We ask whether watching TV for hours with your partner can help boost intimacy, and if it's the 'better' alternative to the weekly dinner-and-movie date
Earlier this month, feature writer Judith Woods, proposed a rather disconcerting theory in a UK-based publication: Could hours spent watching back-to-back serials actually help couples bond? The resounding answer would be 'yes', if one were to base the theory on Woods' hypothesis.
Yes, because Britain's "middle classes are drawn to ownership and to sense of control offered by a box set". Yes, because those hours of promised watching represented "quality relaxation time". And yes, because "when you spend so long in the company of characters over a short period, you become much more emotionally attached to them than you would if you only watched weekly; it strengthens your feelings towards the person you enjoyed the experience with". Is the DVD box set Britain's answer to America's Dr Phil? Errr. Yes. For now.
Let's get practical Couples hoping to replicate the formula back home, however, might have less luck. In part, because Indian television serials are far from gender neutral. "Television is seen as being primarily a woman's commodity," says scriptwriter Gautam Hegde, adding, "That's why all our protagonists are women."
Then there's the practical aspect. "We do five episodes a week, that's two-and-a-half hours of content, the equivalent of one movie a week in a show that goes on for at least two years," says Hegde. That would mean a lot of DVDs, requiring a lot of space. "Living room kum ho jayega (there wouldn't be enough space in the living room)," quips Hegde.
Make time to talk Sexologist Prakash Kothari says that the basis for a solid relationship is communication. Spending hours in front of the TV might, therefore, seem counter-productive to that. "It can boost intimacy, depending on the content," he says, adding, "However, if communication is lacking then it could do more harm than good. TV is the biggest culprit of a lack of communication between couples today."

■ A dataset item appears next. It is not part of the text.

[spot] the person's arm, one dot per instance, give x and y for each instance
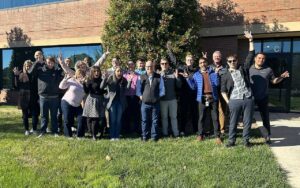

Agreeing on what to watch could be another hurdle, says Kothari. "It is rare for couples to like the same thing at the same time and in the same place." Cuffe Parade residents Neil and Christina Fernandes are an example of one of those rare couples. "Depending on the day, we catch shows from nine every night till about 11 pm. It is an activity we bond over," he says, adding, "Besides, going out for a movie is so expensive."
Paresh Joshi, who has been married for 23 years, says that since wife Sangeeta's interests are different from his own, he prefers to go out for a dinner and movie together. "Typically, I watch about half an hour of television to get news updates, she usually tunes in to watch her serials," he says. New responsibilities TV-watching habits also change over time and an increase in the couple's responsibilities. "By the time my husband gets home, I'm usually asleep," says teacher and mother to a five-year-old girl Rizina Chaterji. "I love music and love to watch the music channels, but some of the moves can be quite inappropriate for my daughter, so I have to monitor what I watch."
The Duchess likes to keep things 'real'
Catherine, Duchess of Cambridge, irons artworks made by her during a visit to the Prince's (Charles) Foundation for Children and the Arts at the Dulwich Gallery in South London on March 15, 2012. Pic/ AFP
The Duchess of Cambridge loves to catch up on reality TV. The woman formerly known as Kate Middleton admitted in an interview to a US magazine that her favourite show is The Only Way Is Essex, a dramality show based in England, which shows "real people in modified situations, saying unscripted lines but in a structured way." The show has been compared to the American reality TV series Jersey Shore, which follows the lives of eight Italian-American housemates.
3 'other' ways couples can boost communication 1. Write romantic notes While the boys might find this gesture 'too girly', they might change their mind when they realise how many brownie points sticking a pink post-it with 'I Love U!' scribbled on it will get them. If putting down anything in writing freaks you out, send an sms instead. Time to 'man up', boys, letting her in on how you feel, doesn't make you a wimp.
2. Make a date Remember the good, ol' days? No? Precisely why you should set aside some quality time together free from the kids and those grown-up responsibilities. Nothing too elaborate, or too fancy, it could be a late-night drive to the place you shared your first meal, or first kiss. Anniversaries and birthdays, count, but those come just once a year, right? There are still the other 363 days of the year that you guys are bound together. 3. Be present Yes, we get that life is stressful. Being an adult isn't easy. You have responsibilities to see to. Been there. Heard that. But one of the ways in which you can make your life less stressful is by being there for your partner, because this is one of the most core relationships. If your partner is unhappy, chances are high that you will inherit that unhappiness too. Think small. When they talk about their day, tune in, not out. All you need to do is be present in the moment -- in mind, body and spirit.